DAELPOS,com – Caroline Pramantie kaget bukan main. Tagihan listrik pascabayar di rumahnya bulan Mei 2020, melonjak sampai 9 kali lipat dari normal.
Biasanya ia merogoh kocek sekitar Rp 250 ribu per bulan untuk tagihan listrik. Bulan ini, tiba-tiba tagihan listriknya meroket menjadi Rp 2,3 juta.
“Saya tinggal di kawasan Kedaung Ciputat. Listrik di rumah cuma 1300 VA, dengan pemakaian normal sehari-hari. Selama hampir setahun tinggal, enggak ada masalah listrik. Bayar tagihan juga tepat waktu sesuai dengan tagihan. Sejak menempati rumah tersebut di bulan Juli 2019, setiap bulan saya selalu bayar listrik sesuai tagihan 250 ribu, paling banyak 300 ribu. Tagihan itu sama terus sampai bulan April 2020 kemarin. Beberapa hari lalu, 28 Mei 2020, saya mau bayar dan membuka tagihan lewat m-banking. Jujur kaget karena tagihan Mei 2020 melonjak jadi 2,3 juta,” tuturnya, Minggu (31/5).

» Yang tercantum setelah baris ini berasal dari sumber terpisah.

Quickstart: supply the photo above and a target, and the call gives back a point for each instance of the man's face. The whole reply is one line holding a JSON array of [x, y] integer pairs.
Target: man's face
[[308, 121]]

Antie, sapaan akrabnya, langsung menghubungi Customer Service PLN 123. Namun ia tidak mendapat jawaban memuaskan. Alasan yang dikemukakan Customer Service PLN, dari data terlihat penumpukan kWh sejak November 2019. “Saya tanya penyebabnya apa, tidak bisa menjelaskan dengan rinci. Dia cuma bilang karena setiap petugas datang enggak bisa cek meteran,” ujarnya.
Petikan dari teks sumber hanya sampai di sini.